My MS research story

For MS Week, MS Society Research Network member Sue Polson blogs about how we’re so much closer to stopping MS.

From February this year I've lived with MS for 21 years since diagnosis! Balloons, streamers and brass bands please.

Those were the days of no drugs other than steroids and not a lot of research going on. My very nice consultant neurologist handed me the address of the MS Society and told me to ask for information. Oh yes, and he’d see me in a year.

Not so. I was back, this time taking up a bed in the ward, when a relapse hit me within the week and I couldn’t climb the stairs at work.

Fear for the future

And so it continued with aggressive relapses and hospital admissions peppering every year. By 2000, my career finished, I landed in rehab unable to walk, tied to a standing frame before learning to walk once more. The future for me and the family seemed very bleak.

Taking action for MS treatments

In sheer frustration I joined the first ever MS Society lobby in the Scottish Parliament trying to end the postcode lottery of the first disease modifying therapies for MS.

Following the lobby we put the case to the Parliament’s Petitions Committee – and we won! This meant that everyone with relapsing MS who was eligible should be able to access disease modifying therapies on the NHS, wherever they lived in Scotland.

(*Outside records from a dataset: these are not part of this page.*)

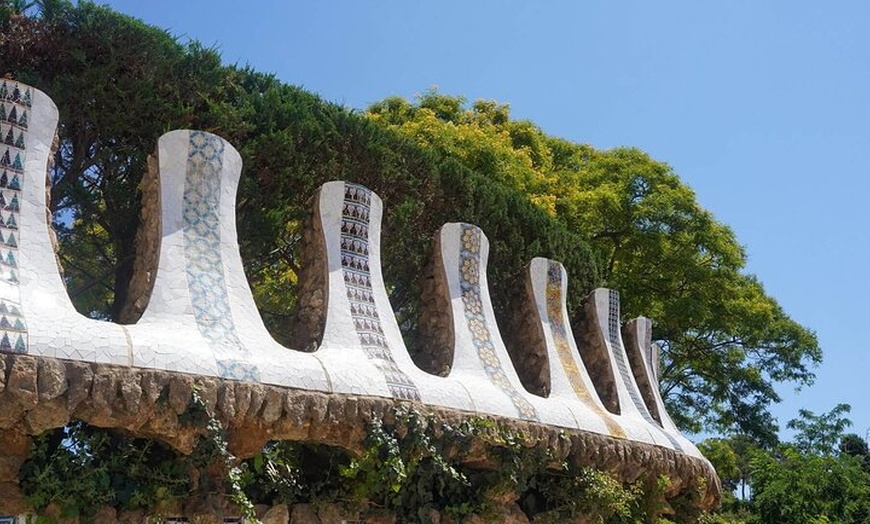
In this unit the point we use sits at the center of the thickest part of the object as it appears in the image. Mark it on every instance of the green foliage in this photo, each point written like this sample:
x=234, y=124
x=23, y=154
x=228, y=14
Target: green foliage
x=405, y=469
x=294, y=473
x=572, y=493
x=79, y=468
x=725, y=341
x=820, y=434
x=791, y=486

Thus began my fascination with research.

Never looked back

I jumped at the opportunity to join the MS Society’s brand new Research Network in 2002 and never looked back. The network was a way that people living with MS could help shape the MS Society’s research programme. The knowledge I gained helped to reduce the anger and frustration I had been carting about with me everywhere.

I served on the Research Network Steering Group for a few years and learned a whole lot there. Life was suddenly full of challenges that kept me really busy and involved.

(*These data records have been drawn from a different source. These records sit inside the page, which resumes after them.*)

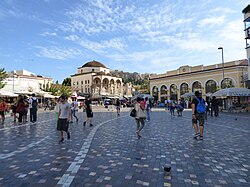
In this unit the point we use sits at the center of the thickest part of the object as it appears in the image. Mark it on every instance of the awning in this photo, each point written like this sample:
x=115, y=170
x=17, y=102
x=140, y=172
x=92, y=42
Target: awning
x=7, y=93
x=227, y=92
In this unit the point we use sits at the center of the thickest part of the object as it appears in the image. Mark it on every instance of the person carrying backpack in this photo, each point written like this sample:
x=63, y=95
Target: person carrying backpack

I know I was originally a grumpy patient, constantly asking questions that no one could answer. I believe working with the MS Society and particularly the Research Network, brought me some of the answers I sought and probably saved my marriage into the bargain.

A new chapter of volunteering

Five years ago, I was persuaded to apply to be part of Scotland Council and began a whole new education about how the MS Society is run and how local groups carry out the day to day work of supporting people living with MS and raising funds. I knew nothing!

Steeped in research, I had never been to a group and felt very ignorant. Luckily my local group in Fife let me sit in on their committee meetings so I could get an idea of what is involved. So, my thanks to them.

Hope for the future

As a granny of two, I will do everything I can to support the development of new treatments (one day maybe a cure) and improve social care. I cannot bear the thought of one of the children developing MS without the right treatment to allow them to live a ‘normal’ life.

That’s why I want us to help MS researchers in every way possible to speed up their work. Great strides have been taken in the last ten years. Now there’s thirteen disease modifying therapies for relapsing MS on the NHS, and one treatment licensed for primary progressive MS.

So let’s support the exciting years ahead, and especially research into treatments for those of us with the progressive form of MS.

As for me, I’m keeping going for as long as I can!